Na área pública, tem uma preciosidade maior em razão do seu alcance. As ações dos seus titulares têm reflexos diretos em todo o território nacional. Alcançam o conjunto da população. Nesse diapasão, cresce de importância as formas sempre comedidas e simples de se expressar. As palavras, quando surgidas no calor de um enfoque, não podem ser instrumentos para humilhar, desrespeitar, afrontar consciências. Precisam ser discretas. Existem outras formas inteligentes de sustentar as opiniões. Exteriorizadas de forma impensada e provocativa, não contribuem em nada para legitimar o exercício e a força da autoridade. 

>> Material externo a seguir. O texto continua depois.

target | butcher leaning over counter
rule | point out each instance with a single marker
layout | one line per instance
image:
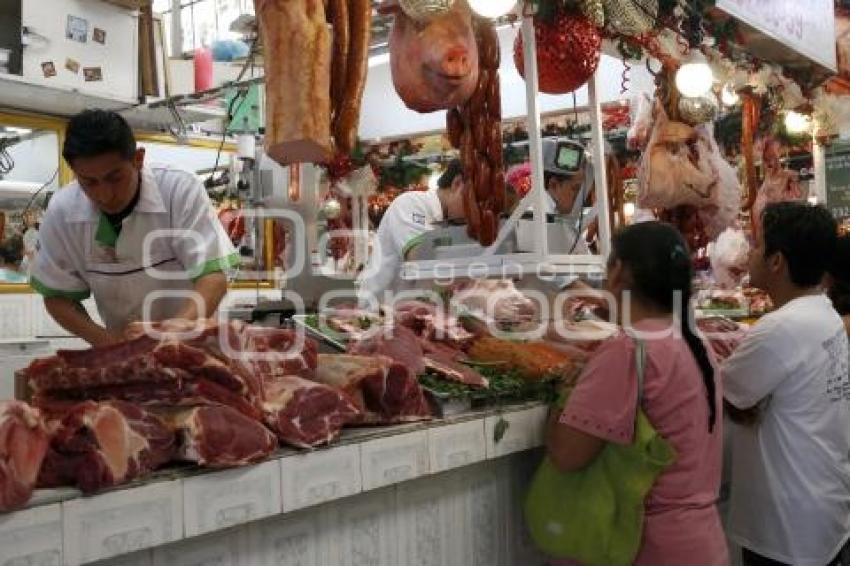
(124, 230)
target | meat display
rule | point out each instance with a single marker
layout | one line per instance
(218, 437)
(304, 413)
(383, 390)
(98, 445)
(722, 334)
(23, 444)
(297, 55)
(475, 128)
(434, 63)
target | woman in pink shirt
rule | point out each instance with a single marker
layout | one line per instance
(650, 265)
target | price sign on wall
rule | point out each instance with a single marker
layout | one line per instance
(838, 181)
(806, 26)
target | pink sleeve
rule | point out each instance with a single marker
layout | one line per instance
(604, 400)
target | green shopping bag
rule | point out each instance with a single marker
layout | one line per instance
(595, 515)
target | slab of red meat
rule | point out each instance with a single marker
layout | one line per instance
(432, 323)
(385, 391)
(218, 436)
(185, 392)
(305, 413)
(99, 445)
(398, 343)
(23, 443)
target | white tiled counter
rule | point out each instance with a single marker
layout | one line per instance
(443, 493)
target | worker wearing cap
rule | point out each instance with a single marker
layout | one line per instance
(402, 228)
(142, 240)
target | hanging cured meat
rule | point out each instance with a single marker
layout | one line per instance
(297, 45)
(475, 127)
(434, 63)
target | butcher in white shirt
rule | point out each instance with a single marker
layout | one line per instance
(407, 219)
(791, 461)
(143, 240)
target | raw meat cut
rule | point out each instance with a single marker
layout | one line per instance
(305, 413)
(383, 390)
(397, 343)
(496, 299)
(183, 392)
(23, 443)
(217, 437)
(99, 445)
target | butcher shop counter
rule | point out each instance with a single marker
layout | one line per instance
(445, 492)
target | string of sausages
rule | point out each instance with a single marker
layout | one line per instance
(475, 128)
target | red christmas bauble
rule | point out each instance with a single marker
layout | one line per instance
(568, 50)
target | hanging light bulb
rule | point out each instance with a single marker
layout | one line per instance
(694, 78)
(728, 96)
(492, 8)
(797, 123)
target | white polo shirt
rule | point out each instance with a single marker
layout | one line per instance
(408, 217)
(171, 239)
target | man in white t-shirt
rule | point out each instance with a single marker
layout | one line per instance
(405, 222)
(791, 463)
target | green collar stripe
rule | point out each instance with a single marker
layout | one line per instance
(50, 293)
(106, 233)
(226, 263)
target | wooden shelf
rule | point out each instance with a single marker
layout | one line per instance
(19, 94)
(129, 4)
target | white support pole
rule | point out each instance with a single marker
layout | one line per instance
(599, 170)
(819, 165)
(541, 244)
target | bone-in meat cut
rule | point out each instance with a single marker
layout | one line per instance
(23, 443)
(383, 390)
(305, 413)
(218, 437)
(99, 445)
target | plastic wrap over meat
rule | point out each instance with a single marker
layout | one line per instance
(98, 445)
(305, 413)
(729, 256)
(23, 443)
(675, 169)
(724, 212)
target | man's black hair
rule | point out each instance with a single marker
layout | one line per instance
(806, 235)
(12, 250)
(448, 177)
(96, 132)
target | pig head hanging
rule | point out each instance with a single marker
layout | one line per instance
(434, 62)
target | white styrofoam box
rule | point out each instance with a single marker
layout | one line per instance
(526, 430)
(365, 530)
(121, 522)
(394, 459)
(32, 536)
(456, 445)
(221, 549)
(430, 524)
(16, 316)
(141, 558)
(317, 477)
(302, 538)
(224, 499)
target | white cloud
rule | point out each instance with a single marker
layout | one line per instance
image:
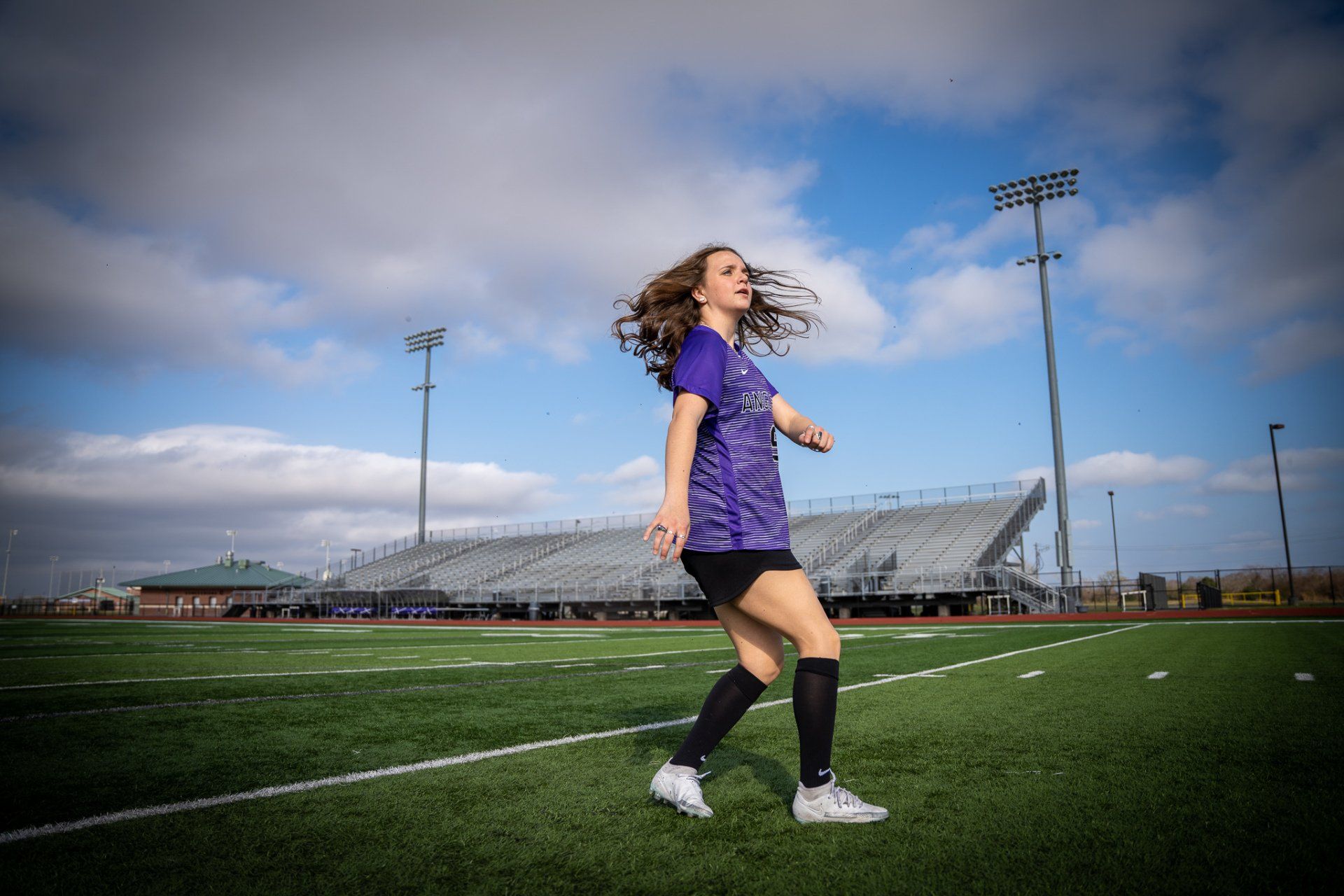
(171, 493)
(134, 302)
(641, 485)
(1124, 469)
(553, 167)
(1300, 469)
(1190, 511)
(955, 311)
(640, 468)
(1296, 347)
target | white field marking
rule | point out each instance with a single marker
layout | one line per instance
(933, 634)
(167, 809)
(257, 675)
(465, 645)
(308, 626)
(540, 634)
(334, 695)
(892, 675)
(350, 672)
(372, 691)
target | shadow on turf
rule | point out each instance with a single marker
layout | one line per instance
(651, 748)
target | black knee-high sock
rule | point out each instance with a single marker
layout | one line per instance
(815, 684)
(727, 701)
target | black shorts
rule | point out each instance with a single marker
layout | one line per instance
(724, 575)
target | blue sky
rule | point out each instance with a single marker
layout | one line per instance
(216, 237)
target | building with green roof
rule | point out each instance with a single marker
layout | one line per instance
(209, 590)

A função pública exemplar não se coaduna com esses rompantes. Londres Machado, político de larga experiência, sempre sustentou que nem tudo o que o político pensa no seu íntimo pode ser traduzido em palavras. Precisa ter o cuidado de guardá-la consigo, sentenciava. Esse é um exemplo digno de registro. Uma receita preciosa para os detentores de cargos públicos. Não tem nenhum cunho de advertência. Apenas a experiência conquista nas batalhas políticas. Mas esses políticos não são culpados pelas suas ações. São vítimas de uma caminhada histórica de tropeços. A história não mente. Está tudo registrado nos seus anais. 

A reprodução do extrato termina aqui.